The following files contain problems we are interested in solving. Each describes what is called an "Ising model" in physics, and can be used to reconstruct a graph. The first line of a .txt file contains three numbers: the first number indicates how many variables (qubits) we have. The second number shows the number of lines that follow the first line. The third number is the ground state energy of the system.

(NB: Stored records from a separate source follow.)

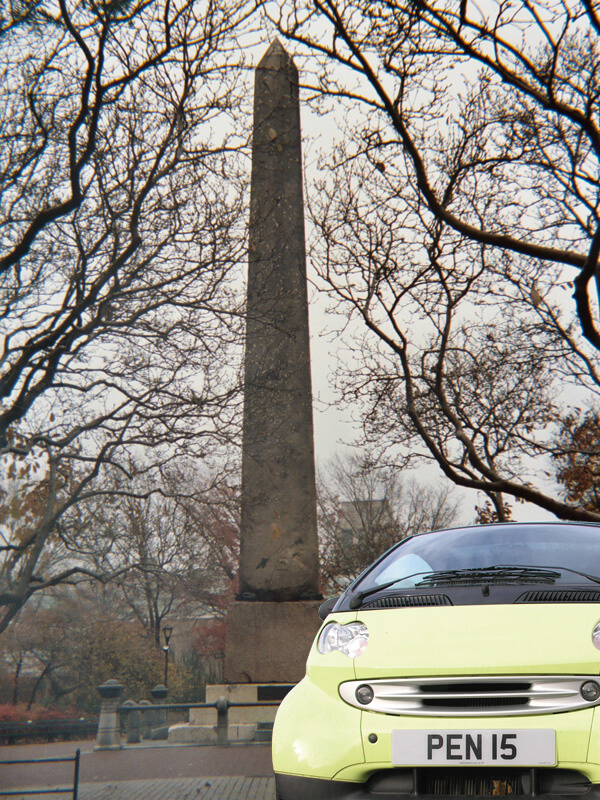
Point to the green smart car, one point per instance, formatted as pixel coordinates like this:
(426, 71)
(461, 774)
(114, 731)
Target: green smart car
(463, 662)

Each following line also contains three numbers. The first and second numbers indicate two nodes in the Ising model. The third number is a weight. If the two nodes are different, then the weight applies to the edge between the nodes (J values in D-Wave's terminology). However, if the nodes are the same, the weight is applied to the corresponding node (h values).

Here is an example:

8 24 -4.234
1 5 0.428571
1 6 0.571429
1 7 -0.428571
1 8 0.571429
2 5 0.142857
2 6 -0.571429
2 7 -0.285714
2 8 0.000000
3 5 0.714286
3 6 0.714286
3 7 -0.428571
3 8 0.714286
4 5 0.714286
4 6 0.000000
4 7 0.285714
4 8 -0.428571
1 1 -0.142857
2 2 0.571429
3 3 0.285714
4 4 0.714286
5 5 0.142857
6 6 -0.714286
7 7 0.428571
8 8 0.571429

The above describes an 8-qubit problem. The second line indicates that nodes (qubits) 1 and 5 are connected together, and the weight of the connection is 0.428571. Qubit 1 has the weight -0.142857.

It is easy to decipher the name of the files. In a file named 1_8_4_Ising_ndg.txt, "1" means this is instance number 1. "8" indicates that this is an 8 qubit problem. "4" means that 4 precision bits are used to represent the weights, while "ndg" stands for non-degenerate, meaning that there is a unique ground state for this problem.

The .dat files contain equivalent information, but in a different format, more suitable for Quadratic Programming purposes. The .sol files contain the ground energy solution to the corresponding problem.